Steven Pinker, one of the world’s foremost writers on language, mind and human nature, will present Nebraska Wesleyan University’s Clifford Fawl Psychology Lecture on Thursday, March 22.
His lecture, “Enlightenment Now: The Case for Reason, Science, Humanism and Progress,” begins at 7 p.m. in O’Donnell Auditorium.
Pinker is the Johnstone Family Professor of Psychology at Harvard University. His research on vision, language, and social relations has won prizes from the National Academy of Sciences, the Royal Institution of Great Britain, the Cognitive Neuroscience Society, and the American Psychological Association.

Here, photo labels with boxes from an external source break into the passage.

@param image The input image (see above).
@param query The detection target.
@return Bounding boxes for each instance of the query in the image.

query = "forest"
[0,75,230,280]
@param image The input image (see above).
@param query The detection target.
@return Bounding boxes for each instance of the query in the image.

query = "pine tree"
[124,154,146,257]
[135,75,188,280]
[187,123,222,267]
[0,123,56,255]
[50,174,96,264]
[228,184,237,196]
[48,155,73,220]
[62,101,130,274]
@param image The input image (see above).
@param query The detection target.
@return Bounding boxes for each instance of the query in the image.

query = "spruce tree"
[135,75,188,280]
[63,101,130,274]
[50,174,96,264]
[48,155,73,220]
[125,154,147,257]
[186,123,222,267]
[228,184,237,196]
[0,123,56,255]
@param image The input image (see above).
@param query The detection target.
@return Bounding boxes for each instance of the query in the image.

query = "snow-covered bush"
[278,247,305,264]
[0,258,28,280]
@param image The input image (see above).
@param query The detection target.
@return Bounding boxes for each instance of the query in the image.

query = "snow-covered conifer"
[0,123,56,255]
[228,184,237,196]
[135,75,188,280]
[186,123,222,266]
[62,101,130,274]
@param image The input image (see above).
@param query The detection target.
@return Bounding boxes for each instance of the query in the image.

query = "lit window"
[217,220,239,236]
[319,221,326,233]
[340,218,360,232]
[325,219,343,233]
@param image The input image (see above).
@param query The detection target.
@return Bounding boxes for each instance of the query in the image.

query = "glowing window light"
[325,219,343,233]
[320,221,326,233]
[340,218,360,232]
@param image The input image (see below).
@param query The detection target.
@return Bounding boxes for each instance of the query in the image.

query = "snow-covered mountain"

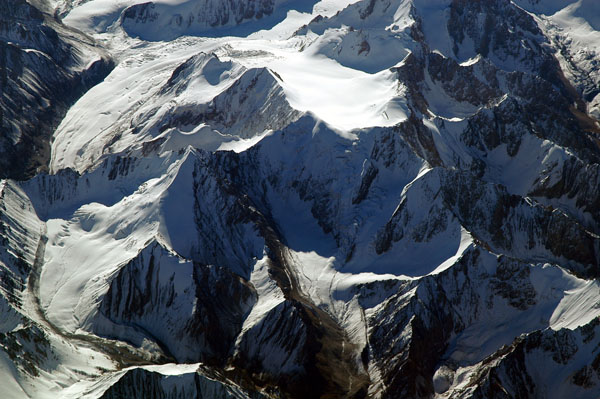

He has received numerous prizes for his books, “The Language Instinct,” “How the Mind Works,” “The Blank Slate,” and “The Better Angels of Our Nature.” His new book, “Enlightenment Now,” in a New York Times bestseller demonstrates that life, health, prosperity, safety and peace are on the rise.
Pinker has been named Humanist of the Year, Prospect Magazine’s “The World’s Top 100 Public Intellectuals,” Foreign Policy’s “100 Global Thinkers,” and Time Magazine’s “The 100 Most Influential People in the World Today.” He is a two-time Pulitzer Prize finalist.
His lecture is free and open to the public. O’Donnell Auditorium is located inside the Rogers Center for Fine Arts at 50th Street and Huntington Ave.
The Clifford Fawl Lecture honors the long-time professor and chair of Nebraska Wesleyan’s Psychology Department. The series brings in nationally-recognized speakers in the area of psychology.